History repeats. Latin Americans understand better than anyone that pre-emptive military action to force regime change isn’t a Bush invention. Regional commentators recall CIA-orchestrated coups against democratically elected governments in Guatemala (1954) and Chile (1973), and the hundreds of civilians who died the last time Washington removed a brutal despot by force, Panama’s Manuel Noriega, in 1989.

Yet this administration’s hawks are especially dangerous. They distrust the United Nations and multilateralism. They are eager to realign the Middle East, politically. And once they turn their attention away from Iraq, there are signs that it will re-focus on Latin America. Deploying U.S. soldiers on Latin American soil will revive anti-Americanism and undermine economic reforms associated with the United States. Public opinion is boiling over.

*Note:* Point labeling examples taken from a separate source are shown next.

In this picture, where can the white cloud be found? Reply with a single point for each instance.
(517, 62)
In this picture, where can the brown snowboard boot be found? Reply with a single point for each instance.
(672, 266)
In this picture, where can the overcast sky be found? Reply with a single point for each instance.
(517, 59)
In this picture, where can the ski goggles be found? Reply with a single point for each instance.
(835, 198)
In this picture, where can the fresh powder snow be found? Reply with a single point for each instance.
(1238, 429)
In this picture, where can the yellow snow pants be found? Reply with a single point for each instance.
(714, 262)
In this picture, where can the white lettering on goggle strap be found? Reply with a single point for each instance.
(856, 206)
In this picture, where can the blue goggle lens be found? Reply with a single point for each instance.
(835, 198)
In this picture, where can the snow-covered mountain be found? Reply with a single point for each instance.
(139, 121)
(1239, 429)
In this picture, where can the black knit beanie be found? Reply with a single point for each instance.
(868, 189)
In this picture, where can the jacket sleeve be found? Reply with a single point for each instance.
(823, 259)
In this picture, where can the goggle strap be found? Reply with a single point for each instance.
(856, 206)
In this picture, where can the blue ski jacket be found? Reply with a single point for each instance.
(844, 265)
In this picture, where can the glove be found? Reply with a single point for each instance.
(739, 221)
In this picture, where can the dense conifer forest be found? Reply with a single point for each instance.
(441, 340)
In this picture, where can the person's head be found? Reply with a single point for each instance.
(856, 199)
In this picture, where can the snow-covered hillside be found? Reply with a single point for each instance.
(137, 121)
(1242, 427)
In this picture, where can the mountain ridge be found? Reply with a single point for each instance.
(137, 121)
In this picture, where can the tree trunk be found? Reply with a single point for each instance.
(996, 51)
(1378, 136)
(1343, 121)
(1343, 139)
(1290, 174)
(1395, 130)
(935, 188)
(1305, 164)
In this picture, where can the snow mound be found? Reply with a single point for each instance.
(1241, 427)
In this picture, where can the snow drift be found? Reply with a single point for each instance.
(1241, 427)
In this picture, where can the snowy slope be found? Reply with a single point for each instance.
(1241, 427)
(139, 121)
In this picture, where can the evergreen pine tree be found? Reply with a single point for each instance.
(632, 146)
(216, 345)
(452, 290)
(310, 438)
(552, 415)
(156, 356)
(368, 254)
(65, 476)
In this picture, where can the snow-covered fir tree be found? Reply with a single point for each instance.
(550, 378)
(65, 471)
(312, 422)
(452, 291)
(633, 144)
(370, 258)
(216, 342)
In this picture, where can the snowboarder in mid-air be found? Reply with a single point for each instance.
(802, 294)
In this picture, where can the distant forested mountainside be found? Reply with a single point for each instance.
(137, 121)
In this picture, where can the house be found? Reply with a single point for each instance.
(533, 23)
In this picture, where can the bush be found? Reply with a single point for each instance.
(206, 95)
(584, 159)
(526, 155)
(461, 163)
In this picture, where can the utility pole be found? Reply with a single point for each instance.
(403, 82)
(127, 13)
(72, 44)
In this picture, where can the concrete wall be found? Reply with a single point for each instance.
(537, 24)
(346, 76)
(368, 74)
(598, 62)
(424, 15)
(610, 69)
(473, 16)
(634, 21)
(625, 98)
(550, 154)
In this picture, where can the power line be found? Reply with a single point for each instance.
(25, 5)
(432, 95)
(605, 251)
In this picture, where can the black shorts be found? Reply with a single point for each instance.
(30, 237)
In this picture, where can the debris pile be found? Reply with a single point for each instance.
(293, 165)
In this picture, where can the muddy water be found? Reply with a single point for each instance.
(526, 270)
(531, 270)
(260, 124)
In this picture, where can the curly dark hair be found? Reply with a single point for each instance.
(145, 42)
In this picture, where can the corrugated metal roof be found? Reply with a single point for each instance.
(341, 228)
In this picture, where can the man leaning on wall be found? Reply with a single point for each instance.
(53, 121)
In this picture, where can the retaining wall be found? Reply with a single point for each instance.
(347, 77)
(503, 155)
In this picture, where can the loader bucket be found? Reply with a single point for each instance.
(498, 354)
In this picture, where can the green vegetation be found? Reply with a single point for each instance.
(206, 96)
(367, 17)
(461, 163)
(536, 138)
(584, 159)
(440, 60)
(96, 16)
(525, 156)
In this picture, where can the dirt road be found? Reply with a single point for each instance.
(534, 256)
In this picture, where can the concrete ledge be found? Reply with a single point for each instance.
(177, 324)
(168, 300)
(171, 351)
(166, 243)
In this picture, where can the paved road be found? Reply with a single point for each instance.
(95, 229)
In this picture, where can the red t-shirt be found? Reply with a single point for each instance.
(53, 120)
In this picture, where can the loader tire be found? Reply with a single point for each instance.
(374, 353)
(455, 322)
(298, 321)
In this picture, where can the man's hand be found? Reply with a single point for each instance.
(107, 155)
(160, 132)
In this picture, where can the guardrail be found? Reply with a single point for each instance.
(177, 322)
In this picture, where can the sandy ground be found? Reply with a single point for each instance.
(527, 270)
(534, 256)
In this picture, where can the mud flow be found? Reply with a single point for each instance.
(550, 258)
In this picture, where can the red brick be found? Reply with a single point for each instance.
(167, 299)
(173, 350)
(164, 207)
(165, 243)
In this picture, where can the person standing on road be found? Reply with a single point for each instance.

In Bogota’s El Tiempo, columnist Luis Noe Ochoa called Bush “perhaps the most hated man in the world today.” Rafael Fernández de Castro, in Mexican daily Reforma, writes that “the United States is willing to intervene in any part of the world, at any moment, to destroy anticipated threats. We are facing the emergence of a new era of global U.S. hegemony and an unknown stage in the history of the international order.”

I hope these predictions are proved wrong. I hope we aren’t headed toward the Bush administration’s dangerous new version of the old gunboat diplomacy: Forget talking softly, just swing a big stick.